Effective Security Assessment of Mobile Apps with MAVeriC: Design, Implementation, and Integration of a Unified Analysis Environment for Mobile Apps. Design, Implementation, and Integration of a Unified Analysis Environment for Mobile Apps

Mobile applications, aka apps, mark the perimeter of the ecosystems of many service providers. Thus, their security assessment is crucial for any company aiming at protecting both customer data and other strategic assets. In fact, software analysts face an extremely hard problem due to, for example, continuous and fast development of new apps and the specific threat model of their organizations. For these reasons, new methodologies and tools are urgently required to drive and possibly automatize the process.In the last years, Poste Italiane carried out several initiatives to reduce the security incidents response time.
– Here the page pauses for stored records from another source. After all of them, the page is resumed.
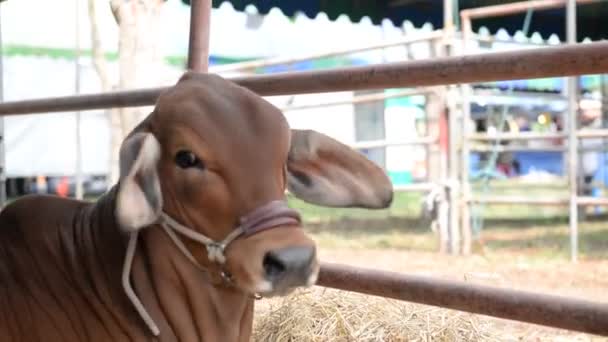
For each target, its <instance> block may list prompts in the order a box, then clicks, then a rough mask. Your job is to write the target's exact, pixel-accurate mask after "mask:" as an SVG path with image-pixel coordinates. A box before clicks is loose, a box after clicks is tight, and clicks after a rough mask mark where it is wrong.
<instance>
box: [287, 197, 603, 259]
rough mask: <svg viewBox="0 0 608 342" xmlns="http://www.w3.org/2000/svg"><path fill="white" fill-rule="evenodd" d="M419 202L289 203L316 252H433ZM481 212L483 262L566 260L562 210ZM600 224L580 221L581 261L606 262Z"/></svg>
mask: <svg viewBox="0 0 608 342" xmlns="http://www.w3.org/2000/svg"><path fill="white" fill-rule="evenodd" d="M527 191H528V192H532V193H533V192H534V190H527ZM513 193H515V192H513ZM520 194H521V193H520ZM420 199H421V198H420V196H419V195H416V194H411V193H396V194H395V200H394V202H393V205H392V206H391V207H390V208H388V209H384V210H364V209H336V208H320V207H317V206H313V205H310V204H307V203H304V202H302V201H300V200H297V199H294V198H289V202H290V205H291V206H292V207H294V208H295V209H298V210H299V211H300V212H301V213H302V215H303V218H304V223H305V229H307V231H308V232H309V233H310V234H311V235H312V237H313V238H314V239H315V241H316V242H317V243H318V244H319V246H320V247H321V248H352V249H400V250H411V251H435V250H436V245H437V239H436V236H435V234H434V233H433V232H432V231H431V230H430V229H429V222H427V221H425V220H423V219H422V218H421V217H420ZM482 213H483V215H484V225H483V230H482V231H481V235H480V237H481V239H480V244H479V246H483V247H481V248H478V249H476V250H477V251H478V252H480V251H482V253H483V254H484V255H486V256H488V257H491V256H498V255H500V254H505V253H506V254H508V255H512V254H513V253H515V254H519V255H522V256H523V255H525V256H527V257H530V258H532V259H536V260H539V261H542V260H549V259H558V260H562V259H568V258H569V252H570V245H569V228H568V219H567V216H566V214H567V211H566V209H565V208H559V207H548V208H546V207H545V208H543V207H540V206H529V205H510V206H487V207H485V208H483V211H482ZM605 219H606V217H605V216H599V217H595V218H591V219H590V220H587V221H585V222H580V224H579V250H580V255H581V258H582V259H585V258H587V259H599V258H608V225H607V224H604V222H605Z"/></svg>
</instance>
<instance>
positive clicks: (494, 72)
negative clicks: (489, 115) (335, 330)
mask: <svg viewBox="0 0 608 342" xmlns="http://www.w3.org/2000/svg"><path fill="white" fill-rule="evenodd" d="M588 1H589V0H584V1H580V2H588ZM446 2H447V3H449V1H446ZM545 2H547V3H549V2H551V3H555V2H557V1H549V0H545ZM561 3H563V1H561ZM210 8H211V1H210V0H192V6H191V10H192V11H193V12H192V20H193V22H194V24H193V25H192V27H191V31H190V32H191V35H190V50H189V59H188V60H189V62H188V65H189V66H190V68H192V69H194V70H197V71H205V70H206V68H207V62H206V61H201V59H206V57H207V52H208V37H209V31H208V28H209V12H210ZM448 8H449V7H448ZM469 16H470V17H474V15H473V13H472V12H470V13H469ZM606 56H608V42H599V43H591V44H576V45H569V46H559V47H547V48H540V49H533V50H524V51H515V52H506V53H490V54H481V55H469V56H459V57H447V58H436V59H432V60H422V61H412V62H403V63H389V64H383V65H373V66H365V67H353V68H343V69H334V70H326V71H311V72H298V73H284V74H274V75H262V76H252V77H239V78H234V79H233V81H235V82H236V83H239V84H241V85H243V86H245V87H248V88H250V89H252V90H253V91H255V92H257V93H259V94H260V95H287V94H302V93H316V92H331V91H346V90H357V89H383V88H394V87H416V86H433V85H446V84H456V83H473V82H488V81H498V80H513V79H526V78H544V77H556V76H572V75H582V74H598V73H605V72H608V58H606ZM164 89H166V88H153V89H143V90H132V91H122V92H114V93H105V94H91V95H81V96H67V97H59V98H48V99H37V100H24V101H15V102H6V103H1V104H0V115H2V116H8V115H20V114H31V113H50V112H62V111H78V110H92V109H105V108H110V107H129V106H144V105H152V104H154V102H155V101H156V98H157V97H158V96H159V94H160V93H161V92H162V91H163V90H164ZM600 133H601V136H604V134H605V132H597V134H600ZM588 135H593V134H591V133H589V134H588ZM581 136H582V135H581ZM560 137H561V135H560ZM543 138H546V137H543ZM433 139H435V138H434V137H433ZM494 139H495V138H494ZM481 140H483V139H481ZM383 143H386V142H383ZM399 143H402V142H399ZM412 187H418V188H419V189H421V190H424V189H426V188H430V187H432V185H430V184H419V185H412ZM468 200H472V199H468ZM477 200H478V199H477ZM498 201H500V199H499V200H497V202H498ZM518 202H521V199H519V201H518ZM553 202H560V203H559V204H561V203H562V200H561V199H557V200H553ZM599 202H600V201H599V200H597V199H591V198H585V197H580V198H578V203H591V204H597V203H599ZM564 203H567V200H566V201H565V202H564ZM317 284H318V285H321V286H326V287H332V288H336V289H342V290H347V291H354V292H359V293H364V294H370V295H376V296H383V297H389V298H395V299H399V300H407V301H411V302H416V303H421V304H428V305H435V306H442V307H446V308H450V309H456V310H462V311H467V312H472V313H478V314H484V315H490V316H494V317H500V318H506V319H512V320H518V321H522V322H530V323H535V324H540V325H545V326H551V327H556V328H563V329H570V330H574V331H581V332H586V333H592V334H599V335H606V336H608V304H606V303H597V302H589V301H582V300H576V299H568V298H563V297H556V296H548V295H543V294H537V293H530V292H523V291H513V290H507V289H499V288H493V287H487V286H479V285H471V284H466V283H458V282H450V281H445V280H439V279H432V278H424V277H416V276H411V275H402V274H396V273H389V272H381V271H373V270H366V269H363V268H357V267H350V266H341V265H336V264H327V263H324V264H323V265H322V268H321V273H320V276H319V280H318V282H317Z"/></svg>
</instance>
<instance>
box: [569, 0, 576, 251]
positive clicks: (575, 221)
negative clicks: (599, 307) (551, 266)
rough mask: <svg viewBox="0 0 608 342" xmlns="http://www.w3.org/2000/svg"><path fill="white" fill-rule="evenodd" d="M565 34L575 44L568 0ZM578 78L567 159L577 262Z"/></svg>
mask: <svg viewBox="0 0 608 342" xmlns="http://www.w3.org/2000/svg"><path fill="white" fill-rule="evenodd" d="M566 33H567V37H568V44H574V43H576V0H568V4H567V7H566ZM577 88H578V77H568V159H569V163H568V166H569V170H568V174H569V181H570V259H571V260H572V262H576V261H577V260H578V205H577V197H578V189H577V186H578V175H577V173H578V154H577V151H578V140H577V137H576V130H577V121H578V120H577V117H578V115H577V112H578V111H577V107H578V103H577V102H578V101H577V97H578V96H577V95H578V89H577Z"/></svg>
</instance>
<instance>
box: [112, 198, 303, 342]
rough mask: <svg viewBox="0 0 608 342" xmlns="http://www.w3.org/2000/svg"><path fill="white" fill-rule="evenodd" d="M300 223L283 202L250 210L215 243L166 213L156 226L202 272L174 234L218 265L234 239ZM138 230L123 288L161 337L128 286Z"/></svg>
mask: <svg viewBox="0 0 608 342" xmlns="http://www.w3.org/2000/svg"><path fill="white" fill-rule="evenodd" d="M300 223H301V217H300V214H299V213H298V212H297V211H295V210H293V209H291V208H289V207H288V206H287V202H286V201H284V200H275V201H271V202H269V203H267V204H265V205H263V206H261V207H258V208H256V209H254V210H253V211H251V212H250V213H249V214H247V215H245V216H243V217H241V218H240V220H239V226H238V227H236V228H235V229H234V230H233V231H232V232H230V234H228V235H227V236H226V237H225V238H224V239H223V240H221V241H215V240H213V239H211V238H209V237H207V236H205V235H203V234H201V233H199V232H197V231H196V230H194V229H192V228H189V227H186V226H184V225H182V224H181V223H179V222H177V221H176V220H175V219H173V218H171V217H170V216H169V215H167V214H166V213H165V212H162V213H161V215H160V220H159V222H158V224H160V226H161V227H162V228H163V230H164V231H165V233H166V234H167V235H168V236H169V238H171V241H173V243H174V244H175V246H176V247H177V248H178V249H179V250H180V251H181V252H182V253H183V254H184V255H185V256H186V258H188V260H190V262H192V263H193V264H194V265H195V266H196V267H197V268H198V269H200V270H201V271H206V270H205V268H204V267H203V266H201V264H200V263H199V262H198V261H197V260H196V259H195V258H194V256H193V255H192V253H191V252H190V251H189V250H188V248H186V246H185V245H184V243H183V242H182V240H181V239H180V238H179V237H178V236H177V234H176V233H179V234H181V235H183V236H184V237H187V238H189V239H190V240H193V241H196V242H198V243H200V244H201V245H203V246H204V247H205V249H206V250H207V259H209V261H210V262H215V263H218V264H220V265H224V264H225V263H226V255H225V254H224V252H225V250H226V248H227V247H228V246H229V245H230V244H231V243H232V242H233V241H234V240H236V239H238V238H240V237H243V238H247V237H249V236H251V235H253V234H256V233H259V232H261V231H264V230H267V229H271V228H278V227H282V226H293V225H299V224H300ZM138 234H139V232H138V231H135V232H132V233H131V234H130V237H129V243H128V245H127V252H126V255H125V263H124V266H123V272H122V285H123V288H124V290H125V293H126V295H127V297H128V298H129V299H130V300H131V303H132V304H133V307H134V308H135V310H136V311H137V312H138V313H139V315H140V316H141V318H142V320H143V321H144V322H145V323H146V325H147V326H148V328H149V329H150V331H151V332H152V334H153V335H154V336H158V335H159V334H160V329H159V328H158V326H157V325H156V323H155V322H154V320H153V319H152V317H151V316H150V314H149V313H148V311H147V310H146V308H145V307H144V305H143V304H142V303H141V301H140V300H139V298H138V297H137V295H136V294H135V292H134V291H133V287H132V286H131V268H132V265H133V257H134V256H135V250H136V249H137V240H138ZM222 277H223V278H224V279H226V276H225V273H224V272H222Z"/></svg>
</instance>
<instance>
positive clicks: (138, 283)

More recently, MAVeriC was proposed as a unified security analysis platform for Android apps. MAVeriC was designed to achieve a seamless integration of both dynamic and static analysis techniques.In this chapter we present the integration of MAVeriC within the industrial business processes of Poste Italiante. We show how MAVeriC contributed to improve the effectiveness and efficiency of the threat identification as well as the reaction procedures. In particular, we discuss how the automatic security analysis was exploited for two distinct activities. Finally, we describe the application of MAVeriC to a case study involving a real-world application. Such case study is also important for identifying and discussing current limitations and future directions of this research line.